Es reseñable la abundancia de chanzas que nos llegan estos días (repetidas y por innumerables fuentes a la vez). Se ve que, por nuestro carácter, no podemos resistirnos a tomarnos todo con humor. Pero lo que no podemos hacer es tomárnoslo a broma. También nos llegan ingentes propuestas de planes para aprovechar el tiempo en casa: recomendaciones de libros, revistas, documentales o actividades de interés. Y, sinceramente, dudo de que nos dé tiempo a hacer ni la mitad de las cosas que estamos valorando acometer, si solo estamos atentos al móvil para ver qué tontería nueva nos ha llegado. No puede ser que estemos todos en casa mirando la pantalla, sin mirar al de al lado. Porque está muy bien que la tecnología nos acerque a los que están lejos. Pero no puede alejarnos de los que están cerca.
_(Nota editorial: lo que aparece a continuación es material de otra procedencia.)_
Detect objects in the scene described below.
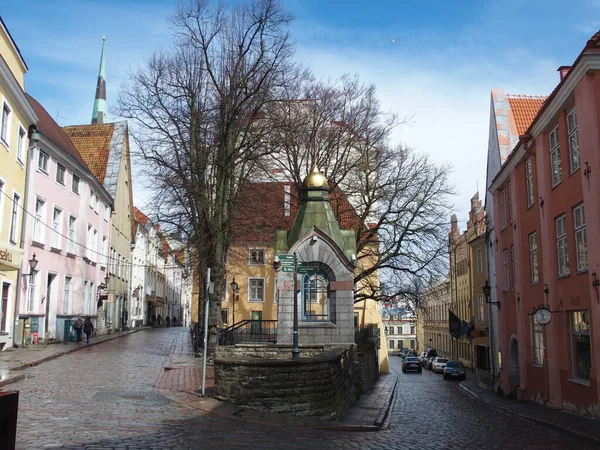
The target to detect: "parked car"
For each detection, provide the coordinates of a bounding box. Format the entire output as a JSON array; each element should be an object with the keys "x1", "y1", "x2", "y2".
[
  {"x1": 426, "y1": 356, "x2": 436, "y2": 370},
  {"x1": 402, "y1": 356, "x2": 422, "y2": 373},
  {"x1": 443, "y1": 360, "x2": 466, "y2": 381},
  {"x1": 419, "y1": 352, "x2": 428, "y2": 364},
  {"x1": 432, "y1": 357, "x2": 449, "y2": 373}
]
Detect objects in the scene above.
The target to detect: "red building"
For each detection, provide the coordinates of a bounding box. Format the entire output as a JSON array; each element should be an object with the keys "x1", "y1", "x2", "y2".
[{"x1": 489, "y1": 31, "x2": 600, "y2": 416}]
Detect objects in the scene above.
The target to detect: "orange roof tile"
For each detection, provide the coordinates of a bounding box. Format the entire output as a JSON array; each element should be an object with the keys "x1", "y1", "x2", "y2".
[
  {"x1": 133, "y1": 206, "x2": 150, "y2": 226},
  {"x1": 506, "y1": 95, "x2": 547, "y2": 136},
  {"x1": 63, "y1": 123, "x2": 115, "y2": 183}
]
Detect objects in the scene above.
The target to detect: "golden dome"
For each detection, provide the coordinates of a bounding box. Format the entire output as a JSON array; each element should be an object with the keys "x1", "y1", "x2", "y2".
[{"x1": 303, "y1": 165, "x2": 328, "y2": 187}]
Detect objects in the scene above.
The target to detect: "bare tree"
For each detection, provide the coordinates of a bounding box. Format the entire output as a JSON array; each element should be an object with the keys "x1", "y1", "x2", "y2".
[
  {"x1": 260, "y1": 75, "x2": 454, "y2": 309},
  {"x1": 116, "y1": 0, "x2": 301, "y2": 342}
]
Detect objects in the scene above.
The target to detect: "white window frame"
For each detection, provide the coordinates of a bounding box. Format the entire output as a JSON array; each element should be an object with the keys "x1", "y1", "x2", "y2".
[
  {"x1": 476, "y1": 248, "x2": 482, "y2": 274},
  {"x1": 34, "y1": 197, "x2": 46, "y2": 244},
  {"x1": 556, "y1": 214, "x2": 569, "y2": 276},
  {"x1": 67, "y1": 215, "x2": 77, "y2": 254},
  {"x1": 102, "y1": 235, "x2": 108, "y2": 268},
  {"x1": 89, "y1": 189, "x2": 95, "y2": 209},
  {"x1": 529, "y1": 231, "x2": 538, "y2": 284},
  {"x1": 248, "y1": 278, "x2": 265, "y2": 302},
  {"x1": 549, "y1": 126, "x2": 562, "y2": 187},
  {"x1": 38, "y1": 150, "x2": 49, "y2": 174},
  {"x1": 63, "y1": 275, "x2": 72, "y2": 315},
  {"x1": 570, "y1": 310, "x2": 591, "y2": 381},
  {"x1": 86, "y1": 224, "x2": 93, "y2": 260},
  {"x1": 1, "y1": 100, "x2": 11, "y2": 146},
  {"x1": 503, "y1": 249, "x2": 510, "y2": 291},
  {"x1": 72, "y1": 174, "x2": 80, "y2": 195},
  {"x1": 248, "y1": 248, "x2": 266, "y2": 266},
  {"x1": 104, "y1": 203, "x2": 110, "y2": 221},
  {"x1": 478, "y1": 294, "x2": 485, "y2": 322},
  {"x1": 26, "y1": 270, "x2": 37, "y2": 312},
  {"x1": 92, "y1": 228, "x2": 98, "y2": 262},
  {"x1": 56, "y1": 163, "x2": 66, "y2": 186},
  {"x1": 9, "y1": 192, "x2": 20, "y2": 244},
  {"x1": 51, "y1": 206, "x2": 63, "y2": 249},
  {"x1": 525, "y1": 158, "x2": 534, "y2": 208},
  {"x1": 16, "y1": 125, "x2": 26, "y2": 164},
  {"x1": 573, "y1": 203, "x2": 587, "y2": 272},
  {"x1": 532, "y1": 316, "x2": 545, "y2": 367},
  {"x1": 284, "y1": 185, "x2": 291, "y2": 217},
  {"x1": 567, "y1": 108, "x2": 580, "y2": 174}
]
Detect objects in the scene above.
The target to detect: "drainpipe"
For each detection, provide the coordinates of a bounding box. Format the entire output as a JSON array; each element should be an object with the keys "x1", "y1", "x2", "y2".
[{"x1": 14, "y1": 128, "x2": 40, "y2": 346}]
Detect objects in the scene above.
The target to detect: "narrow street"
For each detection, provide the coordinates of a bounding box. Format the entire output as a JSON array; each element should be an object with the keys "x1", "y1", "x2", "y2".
[{"x1": 10, "y1": 328, "x2": 596, "y2": 449}]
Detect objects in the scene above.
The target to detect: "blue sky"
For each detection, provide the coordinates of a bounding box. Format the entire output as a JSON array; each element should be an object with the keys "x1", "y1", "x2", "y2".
[{"x1": 2, "y1": 0, "x2": 599, "y2": 223}]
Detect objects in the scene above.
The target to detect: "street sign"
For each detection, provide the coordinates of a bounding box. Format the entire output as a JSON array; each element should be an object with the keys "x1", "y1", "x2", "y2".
[
  {"x1": 278, "y1": 254, "x2": 294, "y2": 261},
  {"x1": 281, "y1": 264, "x2": 318, "y2": 274},
  {"x1": 281, "y1": 266, "x2": 294, "y2": 273}
]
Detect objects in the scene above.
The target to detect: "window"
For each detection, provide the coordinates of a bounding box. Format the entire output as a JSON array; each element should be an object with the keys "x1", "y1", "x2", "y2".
[
  {"x1": 26, "y1": 270, "x2": 37, "y2": 312},
  {"x1": 389, "y1": 340, "x2": 395, "y2": 349},
  {"x1": 248, "y1": 248, "x2": 265, "y2": 265},
  {"x1": 17, "y1": 126, "x2": 26, "y2": 163},
  {"x1": 10, "y1": 193, "x2": 19, "y2": 243},
  {"x1": 221, "y1": 308, "x2": 229, "y2": 325},
  {"x1": 56, "y1": 163, "x2": 66, "y2": 185},
  {"x1": 284, "y1": 185, "x2": 291, "y2": 217},
  {"x1": 533, "y1": 316, "x2": 545, "y2": 366},
  {"x1": 104, "y1": 204, "x2": 110, "y2": 221},
  {"x1": 102, "y1": 236, "x2": 108, "y2": 267},
  {"x1": 88, "y1": 282, "x2": 94, "y2": 315},
  {"x1": 567, "y1": 108, "x2": 580, "y2": 173},
  {"x1": 92, "y1": 228, "x2": 98, "y2": 262},
  {"x1": 89, "y1": 189, "x2": 95, "y2": 208},
  {"x1": 549, "y1": 126, "x2": 562, "y2": 187},
  {"x1": 507, "y1": 182, "x2": 512, "y2": 223},
  {"x1": 410, "y1": 340, "x2": 416, "y2": 349},
  {"x1": 556, "y1": 214, "x2": 569, "y2": 276},
  {"x1": 51, "y1": 207, "x2": 62, "y2": 249},
  {"x1": 573, "y1": 203, "x2": 587, "y2": 272},
  {"x1": 478, "y1": 294, "x2": 485, "y2": 321},
  {"x1": 72, "y1": 175, "x2": 80, "y2": 195},
  {"x1": 570, "y1": 310, "x2": 591, "y2": 381},
  {"x1": 83, "y1": 281, "x2": 89, "y2": 315},
  {"x1": 1, "y1": 102, "x2": 11, "y2": 144},
  {"x1": 86, "y1": 225, "x2": 93, "y2": 259},
  {"x1": 302, "y1": 272, "x2": 329, "y2": 321},
  {"x1": 38, "y1": 150, "x2": 49, "y2": 173},
  {"x1": 529, "y1": 232, "x2": 539, "y2": 284},
  {"x1": 63, "y1": 276, "x2": 72, "y2": 314},
  {"x1": 67, "y1": 215, "x2": 77, "y2": 254},
  {"x1": 511, "y1": 245, "x2": 515, "y2": 289},
  {"x1": 93, "y1": 193, "x2": 99, "y2": 213},
  {"x1": 476, "y1": 248, "x2": 483, "y2": 274},
  {"x1": 33, "y1": 198, "x2": 46, "y2": 243},
  {"x1": 500, "y1": 189, "x2": 507, "y2": 228},
  {"x1": 410, "y1": 326, "x2": 415, "y2": 335},
  {"x1": 273, "y1": 277, "x2": 278, "y2": 304},
  {"x1": 503, "y1": 249, "x2": 510, "y2": 290},
  {"x1": 525, "y1": 158, "x2": 534, "y2": 208},
  {"x1": 248, "y1": 278, "x2": 264, "y2": 302}
]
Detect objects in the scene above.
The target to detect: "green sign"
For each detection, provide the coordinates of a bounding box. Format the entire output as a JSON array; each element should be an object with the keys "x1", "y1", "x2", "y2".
[
  {"x1": 278, "y1": 254, "x2": 294, "y2": 261},
  {"x1": 281, "y1": 266, "x2": 294, "y2": 273},
  {"x1": 281, "y1": 264, "x2": 318, "y2": 274}
]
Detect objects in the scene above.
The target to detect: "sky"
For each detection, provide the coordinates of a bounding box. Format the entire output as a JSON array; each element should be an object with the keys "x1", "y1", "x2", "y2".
[{"x1": 2, "y1": 0, "x2": 599, "y2": 228}]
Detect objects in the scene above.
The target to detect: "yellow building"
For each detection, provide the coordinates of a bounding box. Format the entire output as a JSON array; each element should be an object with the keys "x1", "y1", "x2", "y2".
[
  {"x1": 0, "y1": 18, "x2": 38, "y2": 350},
  {"x1": 419, "y1": 278, "x2": 451, "y2": 356}
]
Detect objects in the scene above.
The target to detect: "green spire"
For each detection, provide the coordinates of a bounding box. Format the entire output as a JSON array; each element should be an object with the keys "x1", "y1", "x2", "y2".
[{"x1": 91, "y1": 34, "x2": 107, "y2": 124}]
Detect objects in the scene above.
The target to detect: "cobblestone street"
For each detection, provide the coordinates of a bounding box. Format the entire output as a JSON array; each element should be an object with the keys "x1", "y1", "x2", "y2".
[{"x1": 8, "y1": 328, "x2": 597, "y2": 449}]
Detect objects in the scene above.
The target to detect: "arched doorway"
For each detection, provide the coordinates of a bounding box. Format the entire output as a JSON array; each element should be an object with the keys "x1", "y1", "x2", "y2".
[{"x1": 508, "y1": 336, "x2": 520, "y2": 398}]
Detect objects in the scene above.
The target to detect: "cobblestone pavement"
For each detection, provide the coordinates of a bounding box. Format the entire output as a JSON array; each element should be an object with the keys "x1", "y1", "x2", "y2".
[{"x1": 9, "y1": 328, "x2": 597, "y2": 449}]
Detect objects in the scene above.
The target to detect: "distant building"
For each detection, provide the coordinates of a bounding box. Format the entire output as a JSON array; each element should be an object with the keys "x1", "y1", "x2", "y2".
[{"x1": 419, "y1": 278, "x2": 451, "y2": 357}]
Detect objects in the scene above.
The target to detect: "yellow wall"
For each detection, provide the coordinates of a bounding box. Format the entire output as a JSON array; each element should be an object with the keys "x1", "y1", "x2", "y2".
[{"x1": 0, "y1": 26, "x2": 26, "y2": 88}]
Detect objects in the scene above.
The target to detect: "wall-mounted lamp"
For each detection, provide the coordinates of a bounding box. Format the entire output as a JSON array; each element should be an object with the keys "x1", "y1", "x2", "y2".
[
  {"x1": 539, "y1": 197, "x2": 544, "y2": 209},
  {"x1": 544, "y1": 283, "x2": 550, "y2": 300},
  {"x1": 584, "y1": 162, "x2": 592, "y2": 179},
  {"x1": 311, "y1": 235, "x2": 318, "y2": 244},
  {"x1": 29, "y1": 126, "x2": 41, "y2": 144},
  {"x1": 592, "y1": 272, "x2": 600, "y2": 304},
  {"x1": 482, "y1": 279, "x2": 501, "y2": 309},
  {"x1": 517, "y1": 293, "x2": 520, "y2": 310},
  {"x1": 23, "y1": 253, "x2": 39, "y2": 276},
  {"x1": 273, "y1": 255, "x2": 281, "y2": 270}
]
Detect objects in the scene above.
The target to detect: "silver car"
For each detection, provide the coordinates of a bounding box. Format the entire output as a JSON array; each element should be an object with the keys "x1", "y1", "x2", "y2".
[
  {"x1": 432, "y1": 357, "x2": 449, "y2": 373},
  {"x1": 443, "y1": 360, "x2": 466, "y2": 380}
]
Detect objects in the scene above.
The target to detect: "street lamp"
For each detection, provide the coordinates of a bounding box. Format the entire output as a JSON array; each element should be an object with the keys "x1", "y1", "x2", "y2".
[
  {"x1": 482, "y1": 279, "x2": 501, "y2": 309},
  {"x1": 24, "y1": 253, "x2": 38, "y2": 275},
  {"x1": 230, "y1": 278, "x2": 239, "y2": 325}
]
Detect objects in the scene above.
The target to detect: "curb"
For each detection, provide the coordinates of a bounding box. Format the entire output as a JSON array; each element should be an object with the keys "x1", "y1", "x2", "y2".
[
  {"x1": 374, "y1": 375, "x2": 398, "y2": 428},
  {"x1": 0, "y1": 374, "x2": 25, "y2": 388},
  {"x1": 459, "y1": 381, "x2": 600, "y2": 446}
]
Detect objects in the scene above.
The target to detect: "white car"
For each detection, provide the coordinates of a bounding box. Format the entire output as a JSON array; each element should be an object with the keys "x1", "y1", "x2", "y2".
[{"x1": 432, "y1": 357, "x2": 449, "y2": 373}]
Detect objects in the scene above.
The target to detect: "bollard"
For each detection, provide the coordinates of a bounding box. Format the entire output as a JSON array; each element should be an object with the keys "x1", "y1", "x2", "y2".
[{"x1": 0, "y1": 390, "x2": 19, "y2": 450}]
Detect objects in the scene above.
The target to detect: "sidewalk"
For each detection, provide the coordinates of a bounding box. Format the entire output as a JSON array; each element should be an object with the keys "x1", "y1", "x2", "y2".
[
  {"x1": 459, "y1": 377, "x2": 600, "y2": 445},
  {"x1": 0, "y1": 327, "x2": 144, "y2": 387}
]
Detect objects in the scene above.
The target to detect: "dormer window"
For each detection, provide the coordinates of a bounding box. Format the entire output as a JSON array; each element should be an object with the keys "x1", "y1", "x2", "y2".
[{"x1": 248, "y1": 248, "x2": 265, "y2": 265}]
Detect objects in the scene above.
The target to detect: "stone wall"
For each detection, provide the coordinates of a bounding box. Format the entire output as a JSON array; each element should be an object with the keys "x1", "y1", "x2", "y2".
[
  {"x1": 214, "y1": 346, "x2": 356, "y2": 419},
  {"x1": 215, "y1": 344, "x2": 326, "y2": 360},
  {"x1": 355, "y1": 342, "x2": 379, "y2": 395}
]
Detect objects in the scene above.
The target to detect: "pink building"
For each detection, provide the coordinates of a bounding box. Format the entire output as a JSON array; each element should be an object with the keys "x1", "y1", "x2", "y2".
[
  {"x1": 16, "y1": 95, "x2": 112, "y2": 344},
  {"x1": 488, "y1": 31, "x2": 600, "y2": 416}
]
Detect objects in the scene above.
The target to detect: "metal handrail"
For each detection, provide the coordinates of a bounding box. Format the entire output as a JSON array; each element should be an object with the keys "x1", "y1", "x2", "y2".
[{"x1": 218, "y1": 319, "x2": 277, "y2": 346}]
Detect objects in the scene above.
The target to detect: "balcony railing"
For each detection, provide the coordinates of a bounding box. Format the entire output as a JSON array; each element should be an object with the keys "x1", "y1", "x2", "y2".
[{"x1": 218, "y1": 320, "x2": 277, "y2": 346}]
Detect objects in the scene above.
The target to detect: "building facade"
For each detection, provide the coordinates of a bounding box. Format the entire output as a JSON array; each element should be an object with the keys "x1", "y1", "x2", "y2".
[
  {"x1": 420, "y1": 278, "x2": 451, "y2": 357},
  {"x1": 383, "y1": 314, "x2": 416, "y2": 353},
  {"x1": 17, "y1": 95, "x2": 112, "y2": 343},
  {"x1": 488, "y1": 32, "x2": 600, "y2": 416},
  {"x1": 0, "y1": 18, "x2": 38, "y2": 350}
]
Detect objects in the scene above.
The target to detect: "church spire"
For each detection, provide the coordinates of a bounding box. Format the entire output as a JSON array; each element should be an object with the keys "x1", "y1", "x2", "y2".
[{"x1": 91, "y1": 35, "x2": 107, "y2": 125}]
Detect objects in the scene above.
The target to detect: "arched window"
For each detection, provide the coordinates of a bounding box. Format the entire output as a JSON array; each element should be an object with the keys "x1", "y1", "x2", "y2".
[{"x1": 302, "y1": 272, "x2": 329, "y2": 321}]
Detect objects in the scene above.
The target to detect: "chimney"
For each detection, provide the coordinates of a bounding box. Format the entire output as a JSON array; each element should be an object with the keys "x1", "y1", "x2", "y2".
[{"x1": 558, "y1": 66, "x2": 571, "y2": 82}]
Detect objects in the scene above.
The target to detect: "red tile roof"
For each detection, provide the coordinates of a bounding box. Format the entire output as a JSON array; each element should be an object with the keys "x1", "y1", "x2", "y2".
[
  {"x1": 133, "y1": 206, "x2": 149, "y2": 226},
  {"x1": 63, "y1": 123, "x2": 115, "y2": 183},
  {"x1": 26, "y1": 94, "x2": 88, "y2": 168},
  {"x1": 506, "y1": 95, "x2": 547, "y2": 136}
]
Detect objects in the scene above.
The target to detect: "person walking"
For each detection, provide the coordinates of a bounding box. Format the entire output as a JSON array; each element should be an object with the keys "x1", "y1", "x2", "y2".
[
  {"x1": 172, "y1": 316, "x2": 177, "y2": 327},
  {"x1": 166, "y1": 316, "x2": 171, "y2": 328},
  {"x1": 73, "y1": 317, "x2": 84, "y2": 343},
  {"x1": 151, "y1": 314, "x2": 156, "y2": 326},
  {"x1": 83, "y1": 317, "x2": 94, "y2": 344},
  {"x1": 157, "y1": 314, "x2": 162, "y2": 326}
]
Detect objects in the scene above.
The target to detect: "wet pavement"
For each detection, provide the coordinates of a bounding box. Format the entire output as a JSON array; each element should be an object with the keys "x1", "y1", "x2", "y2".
[{"x1": 6, "y1": 327, "x2": 598, "y2": 449}]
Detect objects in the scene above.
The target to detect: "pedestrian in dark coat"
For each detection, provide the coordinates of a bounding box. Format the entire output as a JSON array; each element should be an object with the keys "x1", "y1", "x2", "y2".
[
  {"x1": 172, "y1": 317, "x2": 177, "y2": 327},
  {"x1": 83, "y1": 317, "x2": 94, "y2": 344},
  {"x1": 157, "y1": 314, "x2": 162, "y2": 326},
  {"x1": 151, "y1": 314, "x2": 156, "y2": 326},
  {"x1": 73, "y1": 317, "x2": 84, "y2": 343},
  {"x1": 166, "y1": 316, "x2": 171, "y2": 327}
]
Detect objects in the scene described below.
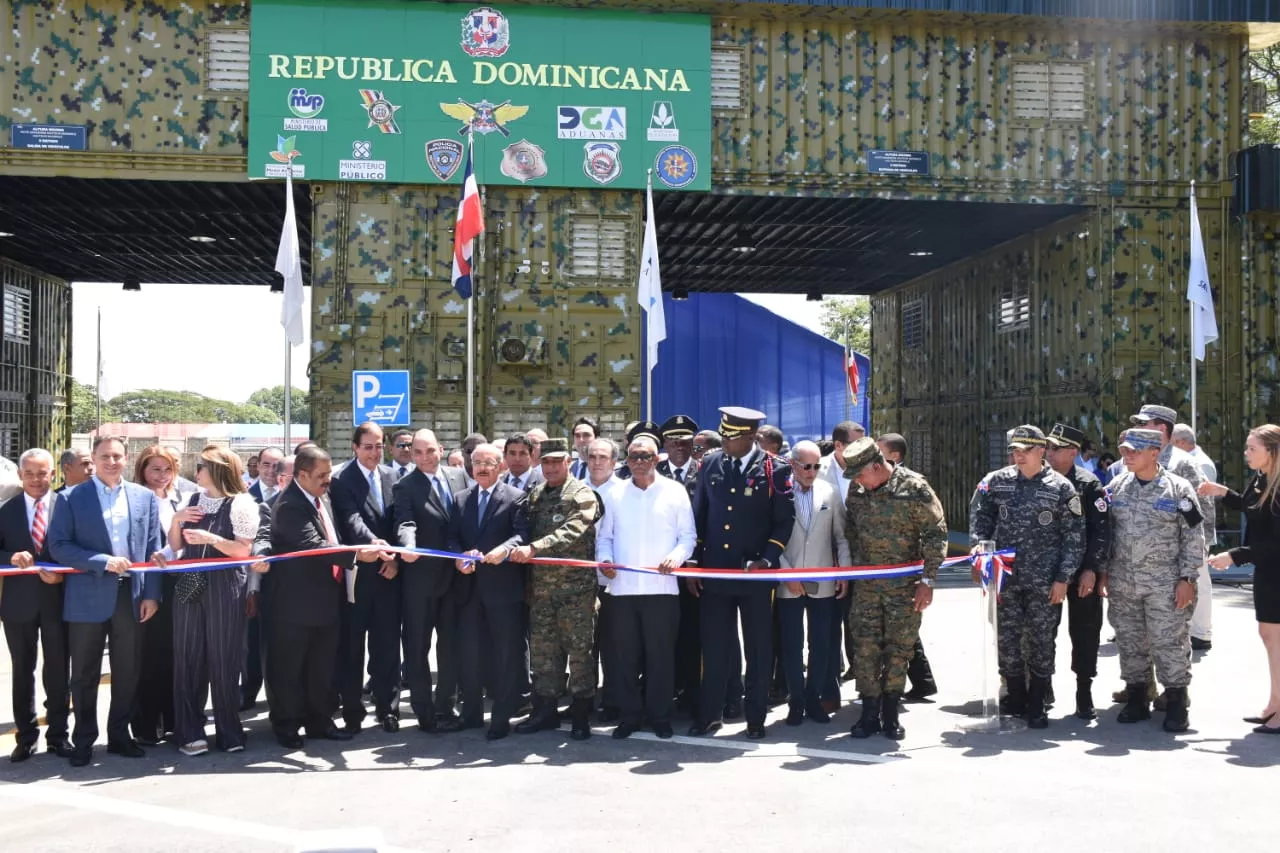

Muchos están viviendo estos días como esas primeras jornadas de enero en las que te apuntas al gimnasio, a la academia de idiomas, a kárate y violonchelo. Demasiadas pretensiones cuando lo primero a lo que hay que apuntarse es a vencernos a nosotros mismos.

Junto a tanta chacota e imprudencia, también estamos viendo rayos de esperanza. Gente que se ofrece a ayudar a otra gente. Y es esa disposición de la que sí deberíamos contagiarnos. De esa generosidad.

No estamos de vacaciones. Si estamos apelando a la generosidad, debemos saber que esta virtud también contempla una responsabilidad social. No podemos parar. Toca arremangarse e intentar pelear para sacar adelante nuestros trabajos y ocupaciones. Como han hecho en China. Como está haciendo ahora nuestro personal sanitario, al pie del cañón. ¿O vamos a dejarles a ellos peleando y nosotros olvidarnos de sacar esto adelante? Y no solo a ellos: también a muchas otras personas de otros sectores que necesitamos que sigan activos y cuidándonos durante este trance.

Porque nos estamos jugando vidas y la salud, y eso es lo primero. Pero también nos estamos jugando la sostenibilidad de una sociedad y una economía: pervivencia de empresas y mantenimiento de puestos de trabajo. Y eso, como mínimo, debería venir justo después. Y ya que unos están peleando por lo primero, a otros, desde la retaguardia, desde nuestros puestos de trabajo o desde nuestras casas, nos tocará pelear por lo segundo.

Cuando acabe esta guerra, todos los que han estado en el "frente", querrán volver a un estado de bienestar que pueda garantizarles lo que se han ganado. El golpe en la economía va a ser incalculable, hoy por hoy. Pero depende de nosotros que podamos pelear por no encajar una goleada. Depende de nosotros que este paso atrás, no sea sino para coger impulso. Depende de nosotros que cuando derrotemos esta crisis -que derrotaremos-, estemos lo suficientemente vivos como para seguir remando. Para seguir sacando empleos, empresas y hogares -en definitiva, personas- adelante. Habrá muchos que por su tipo de trabajo no puedan hacer demasiado estos días. Pero habrá otros que sí. Aprovechémoslo todo lo que podamos. Y hasta que podamos. No sabemos lo que vendrá, pero hasta que llegue -hoy, ahora-, nuestra obligación es no guardarnos nada.

Porque la responsabilidad social, supone pensar en el de al lado no solo a nivel personal, sino también a nivel social. Y económico. Porque eso también es generosidad. La generosidad anónima, no para con alguien concreto sino para con la sociedad. En la que no cabe un agradecimiento de vuelta, más allá de un aplauso colectivo a nosotros mismos.

Porque dicen que aún no hay vacuna para esta crisis. Pero sabemos que hay un componente que sí funcionará. A todos los niveles. Y es la de la lucha conjunta. La de la generosidad.